Cisco buys Springpath, adds fuel to the HCI fire

Cisco jumps into the hyper-converged infrastructure (HCI) industry and creates some interesting competitive dynamics.

Current Job Listings

Last December, I wrote a post looking at “What to expect from Cisco in 2017”. It’s a foregone conclusion that Cisco will make a number of acquisitions every year, so that’s not hard to predict. The tough part is guessing the potential targets.

One of the easier acquisitions to predict was Springpath because Cisco’s HyperFlex hyper-converged infrastructure (HCI) solution is an OEM of Springpath. The two companies have been working very closely since Springpath was founded in 2012. The product has been extremely well received by customers and channel partners, resulting in a little more than 1,800 customers to date. In fact, nearly customer and channel partner wanted the companies to join. 

This week, Cisco finally pulled the trigger on Springpath and announced its intent to acquire the start-up for $320 million in cash, equity and other incentives. 

As is the case with most Cisco acquisitions, this one is well timed, as the market for HCI is starting to evolve. Historically, the primary use case for HCI has been VDI, but the market has recently seen increased usage for other enterprise apps, including databases, unified communications and as remote office/branch office infrastructure.

The Springpath business will roll up under Liz Centoni, senior vice president and general manager of Cisco’s Computing Systems Product Group. That group has seen a slowdown of the business that was once red hot thanks to slow Unified Computing System (UCS) growth. However, HyperFlex and the rest of the HCI vendors should see strong growth as the market grows to $6 billion in the next three years, as predicted by IDC. 

State of the HCI market

Cisco’s jumping into the HCI industry creates some interesting competitive dynamics. Typically, when Cisco enters a new market, it can use its massive channel and huge marketing budget to steamroll the competition. A couple of years ago, that was certainly possible with HCI. Since then, the competitive landscape has experienced some significant changes that could challenge Cisco for dominance in the market. 

Last year, HPE paid a cool $650 million for Massachusetts-based SimpliVity to complement its own efforts in HCI. At the time, SimpliVity was the number two vendor in the HCI market next to Nutanix, which went public earlier in 2016. Perhaps the most significant change in the HCI market was Dell-EMC jumping into the market with its VxRail/VxRack products.
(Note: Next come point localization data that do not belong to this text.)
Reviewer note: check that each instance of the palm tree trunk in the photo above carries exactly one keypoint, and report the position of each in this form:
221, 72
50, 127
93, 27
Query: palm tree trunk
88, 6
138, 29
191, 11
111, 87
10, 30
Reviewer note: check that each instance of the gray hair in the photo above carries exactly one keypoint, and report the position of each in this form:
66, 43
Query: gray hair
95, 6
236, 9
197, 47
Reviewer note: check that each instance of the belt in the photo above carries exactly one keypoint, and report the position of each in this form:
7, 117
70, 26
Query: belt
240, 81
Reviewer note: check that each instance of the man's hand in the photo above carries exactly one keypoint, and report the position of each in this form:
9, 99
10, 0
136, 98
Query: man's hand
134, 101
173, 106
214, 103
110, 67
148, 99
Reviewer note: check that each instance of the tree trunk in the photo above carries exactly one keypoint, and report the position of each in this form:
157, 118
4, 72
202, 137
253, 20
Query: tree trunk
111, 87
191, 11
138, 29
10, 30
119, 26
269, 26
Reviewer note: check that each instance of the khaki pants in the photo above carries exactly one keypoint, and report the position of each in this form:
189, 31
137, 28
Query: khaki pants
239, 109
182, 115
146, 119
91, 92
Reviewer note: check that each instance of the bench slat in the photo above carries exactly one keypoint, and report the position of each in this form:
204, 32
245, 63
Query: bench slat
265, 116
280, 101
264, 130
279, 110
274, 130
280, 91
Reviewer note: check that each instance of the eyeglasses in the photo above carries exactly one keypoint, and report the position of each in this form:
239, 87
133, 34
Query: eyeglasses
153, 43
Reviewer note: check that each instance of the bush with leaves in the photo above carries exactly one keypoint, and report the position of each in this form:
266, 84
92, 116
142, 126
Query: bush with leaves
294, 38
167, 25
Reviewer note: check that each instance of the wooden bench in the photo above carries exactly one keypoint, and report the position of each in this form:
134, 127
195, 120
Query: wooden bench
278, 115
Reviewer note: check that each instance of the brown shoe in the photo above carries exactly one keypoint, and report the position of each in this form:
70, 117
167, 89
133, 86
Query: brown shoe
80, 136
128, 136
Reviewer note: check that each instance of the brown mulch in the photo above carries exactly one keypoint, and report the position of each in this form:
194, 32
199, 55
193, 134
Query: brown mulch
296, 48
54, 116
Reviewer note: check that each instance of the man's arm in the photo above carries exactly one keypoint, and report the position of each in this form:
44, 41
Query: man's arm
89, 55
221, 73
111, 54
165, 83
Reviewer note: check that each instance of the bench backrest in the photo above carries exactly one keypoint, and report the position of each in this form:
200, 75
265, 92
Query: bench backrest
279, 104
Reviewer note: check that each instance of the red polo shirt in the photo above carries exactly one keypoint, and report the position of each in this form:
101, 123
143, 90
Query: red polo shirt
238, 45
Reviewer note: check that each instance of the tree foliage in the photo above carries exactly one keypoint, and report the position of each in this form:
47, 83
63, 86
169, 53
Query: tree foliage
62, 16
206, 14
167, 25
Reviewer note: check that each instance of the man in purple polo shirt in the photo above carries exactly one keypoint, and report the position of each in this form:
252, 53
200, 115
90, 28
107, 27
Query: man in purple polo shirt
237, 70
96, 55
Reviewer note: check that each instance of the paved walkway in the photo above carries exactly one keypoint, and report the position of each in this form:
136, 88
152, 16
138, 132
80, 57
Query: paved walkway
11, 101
In actuality, these products had been available from EMC in the past, but they rolled those products, plus the VBlock and VxBlock, into a single, converged infrastructure group under the leadership of Chad Sakac.

There is no group in any company that has understood the power of simplicity better than Sakac’s team. They are extremely customer focused and masters of using software to mask the underlying complexity of building engineered systems. VBlock adoption took off like a rocket because there was no faster way to build a private cloud. Now, the organization taking that expertise to HCI, and it’s having an equal amount of success.

Also, the group formerly known as VCE is in complete lock step with the VMware vSphere roadmap, giving it a unique advantage when customers want to use HCI to support VMware (which is most customers). It’s for these reasons that in September of 2016 I predicted Dell-EMC was in a position to take the lead in HCI.

Like most industries, HCI had been led primarily by startups. The recent activity by HP and Dell-EMC certainly changed the dynamics. Having Cisco jump into it now with its own product will certainly continue to add fuel to the HCI fire that’s also burning hot.